由此引申的是,英國大學會否越來越接近美國大學制度?這是不少英國人搖頭嘆息了好幾年之事。(當然我並不清楚美式體制是怎樣的。)

事件當然陸續有來,幾天前英國一間大學London Metropolitan University爆發罷工示威,原因明顯得很,該大學決定大幅削減七成學科及大量職位。簡直係弗撚左。

此事毫無疑問地與英國教育整體走向商品化有關,當大學越來越少錢,就要另覓財路,或者削減開支以加強競爭力。一切都是沿著市場邏輯進行,說到底,就是競爭-商品化-競爭-商品化的無限地獄輪迴。

可是,當前對大學財政問題的討論都只會停留在純粹技術性的financial problem,有更多更深層的問題還未被公眾認識,譬如今天英國有接近57%的大學生來自勞動階層,他們將會如何面對如此處境?如此處境又會否推動更多人選擇職業導向的學系科目?

其實還有更多的老調子問題:大學為了向政府求得財源,就要加強自身的研究能力,譬如以學術期刊的登文次數、論文的引用次數等等計算,將教育徹底地量化。說到這裡,我想起了盧卡奇對資本主義意識形態的批判,譬如將一切理性化,將一切變得可以計量。(當然我忘記了大半)

總之,現今大學商品化的趨勢是恐怖的,此文的作者就說:
...the system is now at the mercy of a ‘bureaucracy of command and control that links the UK Treasury, at the top, all the way down to the scholars at the base’. 大學越來越感到自己的春袋被政府的財政部牢牢地鏈住,要叫救命也叫不出聲,隨之而來的是結合政府體系的官僚化。
話說回頭,小弟也是Grant/Loan的受害者之一,每當想起畢業要還十鳩幾萬債就灰心到不得了,真是名符其實的十九大學生啊。


The demise of  the public university


Dark warnings about what the future holds for higher education, the fear that American system was ‘coming here’, have been ten-a-penny for years.

Today, though, it’s a different story. What the meteorologists call ‘nowcasting’ – when you turn your head up to the sky to check the weather – has become possible in higher education too, because we see the effects of marketisation in the day to day life of our campuses.

Even before the government’s recent reforms, commercialisation and competition had already led universities to become balance-line driven organisations.

The situation at London Met is a telling example of the worst practices this elicits. Back in 2007-2008 corrupt management accounting was exposed and the fallout since has been a continuous programme of devastating cuts. The university was claiming teaching grants for students who had dropped out by submitting false ‘completion rates’ reports.

It may be letting the management off the hook to simply blame competitive pressures for such malpractice, but we shouldn’t ignore it as a factor. Moreover, what’s remarkable about all the public discussion of the cuts imposed since – the latest stage of which sees a huge 70 per cent slashing of courses and big job losses for support staff too – is how this crisis is treated as merely a financial question, with downsizing the inevitable, indeed ‘logical’, answer. The failure to even discuss the problem of low degree completion rates at a university where 57 per cent of the student body comes from working class communities is sadly indicative of today’s new realities.
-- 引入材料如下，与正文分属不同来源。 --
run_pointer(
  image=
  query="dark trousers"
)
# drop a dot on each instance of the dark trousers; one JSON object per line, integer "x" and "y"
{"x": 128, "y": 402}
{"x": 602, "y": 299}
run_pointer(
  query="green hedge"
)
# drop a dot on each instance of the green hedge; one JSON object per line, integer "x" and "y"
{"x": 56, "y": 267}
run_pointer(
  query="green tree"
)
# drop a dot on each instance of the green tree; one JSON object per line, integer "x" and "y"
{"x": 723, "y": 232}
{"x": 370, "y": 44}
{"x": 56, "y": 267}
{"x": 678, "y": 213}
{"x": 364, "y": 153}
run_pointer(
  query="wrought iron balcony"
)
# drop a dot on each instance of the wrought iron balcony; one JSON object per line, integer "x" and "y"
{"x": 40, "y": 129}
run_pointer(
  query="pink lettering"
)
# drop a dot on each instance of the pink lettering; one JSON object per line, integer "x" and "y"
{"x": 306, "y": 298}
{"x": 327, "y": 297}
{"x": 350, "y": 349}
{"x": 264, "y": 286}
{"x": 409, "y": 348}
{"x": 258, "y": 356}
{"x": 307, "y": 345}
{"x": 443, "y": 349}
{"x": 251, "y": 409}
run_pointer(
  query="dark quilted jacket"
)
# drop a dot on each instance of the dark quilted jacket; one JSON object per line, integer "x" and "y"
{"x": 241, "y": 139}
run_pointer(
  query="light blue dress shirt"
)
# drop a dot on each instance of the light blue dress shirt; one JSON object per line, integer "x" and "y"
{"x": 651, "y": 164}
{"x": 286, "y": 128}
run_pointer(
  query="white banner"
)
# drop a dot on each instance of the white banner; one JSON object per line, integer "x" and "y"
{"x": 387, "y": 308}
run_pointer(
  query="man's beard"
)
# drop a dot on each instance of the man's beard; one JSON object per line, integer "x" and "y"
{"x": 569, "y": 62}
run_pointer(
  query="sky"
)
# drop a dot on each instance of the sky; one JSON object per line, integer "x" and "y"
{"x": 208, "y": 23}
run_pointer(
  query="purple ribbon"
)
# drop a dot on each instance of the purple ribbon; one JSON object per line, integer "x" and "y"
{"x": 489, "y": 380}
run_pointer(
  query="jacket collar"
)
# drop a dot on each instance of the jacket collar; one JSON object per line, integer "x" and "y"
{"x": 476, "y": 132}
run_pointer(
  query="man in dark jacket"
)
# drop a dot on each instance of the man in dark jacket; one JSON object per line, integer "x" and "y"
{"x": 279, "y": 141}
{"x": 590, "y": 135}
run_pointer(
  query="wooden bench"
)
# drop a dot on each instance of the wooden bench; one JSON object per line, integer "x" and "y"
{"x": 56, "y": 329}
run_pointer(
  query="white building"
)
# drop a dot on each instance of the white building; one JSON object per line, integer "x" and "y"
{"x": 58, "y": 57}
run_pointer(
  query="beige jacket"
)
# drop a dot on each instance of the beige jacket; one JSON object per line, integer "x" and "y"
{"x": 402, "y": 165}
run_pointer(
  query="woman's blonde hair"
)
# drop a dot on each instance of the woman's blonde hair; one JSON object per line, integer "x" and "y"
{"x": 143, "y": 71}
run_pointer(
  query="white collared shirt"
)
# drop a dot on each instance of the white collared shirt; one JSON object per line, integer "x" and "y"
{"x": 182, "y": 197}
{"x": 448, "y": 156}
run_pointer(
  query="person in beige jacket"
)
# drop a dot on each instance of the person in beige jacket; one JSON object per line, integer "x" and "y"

At London Met it is subjects like philosophy, history, performing arts and languages that have been hit as the university adapts its range of courses in anticipation that the choices of its majority working class intake will become more and more employment focused. It is exactly this kind of regressive choice, between culture and self-discovery on the one hand and the pay-slip on the other, that the new marketised world forces on the poor.

It was, of course, the old tripartite system of secondary modern education that famously filtered the working classes into a preparatory system for the factory floor, when only 6.5 per cent of the population went to university. But would those working class children who defied the odds to pass the 11-plus really go to grammar school, if it meant choosing life-long debt?

This is the big uncertainty the market imposes on the future of higher education. Distortions have been built into the system of undergraduate teaching funding, but the market is still there. Higher education is a commodity, students the consumers – and so long as they continue to bite at the cherry of life-long debt then supply will meet demand, but if this loses its appeal many institutions will be threatened with closure. And more and more will do as London Met has and tailor their courses to economic imperatives.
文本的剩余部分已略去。